Adoptive cell transfer. Naive CD4⁺ T cells were enriched from 6- to 8-week-old CKO and control mice using a Naive CD4 T Cell Isolation Kit (130-104-453, Miltenyi Biotec). Enriched cells were counted, and 5 × 10⁶ cells were adoptively transferred into NOD/SCID recipient mice by intraperitoneal injection. The recipient mice were weighed immediately after T cell transfer and then twice a week thereafter. Their clinical signs were assessed by monitoring weight loss and change in stool consistency.

Statistics. Prism software (GraphPad Software) was used to perform statistical tests and to generate graphs as shown in figure legends. Data are presented as mean ± SEM of indicated n values. Survival analysis was performed using Kaplan-Meier with a Mantel-Cox (log-rank) test. The statistical comparisons were performed using an unpaired 2-tailed Student’s t test between 2 groups or 1-way ANOVA with Tukey’s posttest among multiple groups. P values were set as *P ≤ 0.05; **P ≤ 0.01; ***P ≤ 0.001; and ****P ≤ 0.0001.
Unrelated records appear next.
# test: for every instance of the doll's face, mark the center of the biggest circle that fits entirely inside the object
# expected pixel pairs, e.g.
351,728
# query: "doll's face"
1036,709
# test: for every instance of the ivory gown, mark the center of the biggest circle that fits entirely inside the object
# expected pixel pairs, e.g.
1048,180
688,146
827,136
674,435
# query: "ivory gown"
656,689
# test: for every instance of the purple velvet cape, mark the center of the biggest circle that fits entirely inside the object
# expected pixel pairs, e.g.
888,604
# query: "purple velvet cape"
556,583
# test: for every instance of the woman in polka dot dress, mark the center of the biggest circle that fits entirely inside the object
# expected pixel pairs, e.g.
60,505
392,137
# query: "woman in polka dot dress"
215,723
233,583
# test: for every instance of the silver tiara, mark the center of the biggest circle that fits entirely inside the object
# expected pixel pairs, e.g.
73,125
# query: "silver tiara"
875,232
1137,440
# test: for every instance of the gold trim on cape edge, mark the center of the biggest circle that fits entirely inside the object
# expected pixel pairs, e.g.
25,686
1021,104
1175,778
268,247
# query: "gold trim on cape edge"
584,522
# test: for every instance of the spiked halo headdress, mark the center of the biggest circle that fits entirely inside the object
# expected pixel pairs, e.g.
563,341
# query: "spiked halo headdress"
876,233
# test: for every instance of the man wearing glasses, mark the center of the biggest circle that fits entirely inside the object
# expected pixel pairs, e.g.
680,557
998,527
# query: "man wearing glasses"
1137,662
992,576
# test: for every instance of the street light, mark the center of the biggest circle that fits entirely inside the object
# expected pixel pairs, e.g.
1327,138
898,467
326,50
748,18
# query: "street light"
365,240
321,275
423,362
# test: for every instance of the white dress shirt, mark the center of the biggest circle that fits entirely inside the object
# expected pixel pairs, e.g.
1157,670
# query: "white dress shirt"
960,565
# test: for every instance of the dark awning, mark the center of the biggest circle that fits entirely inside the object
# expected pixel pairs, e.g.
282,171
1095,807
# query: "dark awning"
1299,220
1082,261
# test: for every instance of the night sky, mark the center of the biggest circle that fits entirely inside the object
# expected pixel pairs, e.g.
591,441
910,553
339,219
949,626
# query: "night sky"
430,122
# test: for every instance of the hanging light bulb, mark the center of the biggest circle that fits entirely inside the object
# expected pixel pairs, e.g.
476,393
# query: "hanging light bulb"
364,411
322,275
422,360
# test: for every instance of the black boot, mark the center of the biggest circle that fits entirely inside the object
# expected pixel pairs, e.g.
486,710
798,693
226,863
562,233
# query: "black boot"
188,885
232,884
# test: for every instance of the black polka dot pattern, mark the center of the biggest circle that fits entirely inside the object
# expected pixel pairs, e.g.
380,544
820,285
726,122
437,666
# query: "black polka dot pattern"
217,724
Study approval. All mice were bred and maintained at the Laboratory Animal Center of the National Defense Medical Center in Taipei, Taiwan, under conventional clean conditions or in a specific pathogen–free facility accredited by the Association for Assessment and Accreditation of Laboratory Animal Care International. All experiments using live animals were reviewed and approved by the National Defense Medical Center Institutional Animal Care and Use Committee. This study and all relevant procedures were reviewed and approved by the IRB of the Chang Gung Memorial Hospital (201902205B0C502). Written informed consent was obtained from participants prior to inclusion in this study.